Land cover maps depict the different physical materials that cover the Earth, whether that material is vegetation, wetlands, concrete, or sand. They can be used to track the growth of cities, assess flooding, keep tabs on environmental issues like deforestation or desertification, and more.

The newly released land cover map of Africa shows the continent at an extremely detailed resolution. Each pixel represents just 65.6 feet (20 meters) on the ground. It’s designed to help researchers model the extent of climate change across Africa, study biodiversity and natural resources, and see how land use is changing, among other applications.

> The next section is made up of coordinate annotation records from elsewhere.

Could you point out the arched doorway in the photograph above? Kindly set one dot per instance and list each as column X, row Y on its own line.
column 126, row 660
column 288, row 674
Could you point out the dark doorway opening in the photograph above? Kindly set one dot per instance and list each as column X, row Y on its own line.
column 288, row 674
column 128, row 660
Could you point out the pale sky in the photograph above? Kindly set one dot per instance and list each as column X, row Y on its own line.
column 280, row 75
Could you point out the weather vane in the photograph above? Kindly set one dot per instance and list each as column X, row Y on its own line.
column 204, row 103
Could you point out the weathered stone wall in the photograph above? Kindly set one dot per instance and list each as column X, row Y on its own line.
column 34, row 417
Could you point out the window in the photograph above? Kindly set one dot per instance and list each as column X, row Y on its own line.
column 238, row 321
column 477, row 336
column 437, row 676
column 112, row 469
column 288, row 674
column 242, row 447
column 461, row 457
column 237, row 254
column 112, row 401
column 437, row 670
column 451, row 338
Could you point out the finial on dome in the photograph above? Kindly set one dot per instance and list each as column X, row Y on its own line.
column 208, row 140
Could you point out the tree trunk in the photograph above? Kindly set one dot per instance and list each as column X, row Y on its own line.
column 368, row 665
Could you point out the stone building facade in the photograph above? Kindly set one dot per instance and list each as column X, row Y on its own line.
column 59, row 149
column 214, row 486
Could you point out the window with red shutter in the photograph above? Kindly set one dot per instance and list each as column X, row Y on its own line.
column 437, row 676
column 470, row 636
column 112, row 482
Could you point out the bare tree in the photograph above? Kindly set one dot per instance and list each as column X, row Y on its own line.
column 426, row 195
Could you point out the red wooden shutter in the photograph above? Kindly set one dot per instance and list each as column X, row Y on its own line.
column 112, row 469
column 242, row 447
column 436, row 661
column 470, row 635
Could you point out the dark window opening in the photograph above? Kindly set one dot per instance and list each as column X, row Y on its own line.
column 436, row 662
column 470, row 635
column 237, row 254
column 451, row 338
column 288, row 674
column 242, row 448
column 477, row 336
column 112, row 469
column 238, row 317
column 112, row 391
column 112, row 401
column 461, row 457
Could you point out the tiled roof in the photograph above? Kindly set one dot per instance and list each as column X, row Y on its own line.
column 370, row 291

Developed as part of the Climate Change Initiative (CCI) Land Cover project, the space agency gathered a full year’s worth of data from its Sentinel-2A satellite to create the map. In total, the image is made from 90 terabytes of data—180,000 images—taken between December 2015 and December 2016.

The map is so large and detailed that the space agency created its own online viewer for it. You can dive further into the image here.

And keep watch: A better map might be close at hand. In March, the ESA launched the Sentinal-2B satellite, which it says will make a global map at a 32.8 feet-per-pixel (10 meters) resolution possible.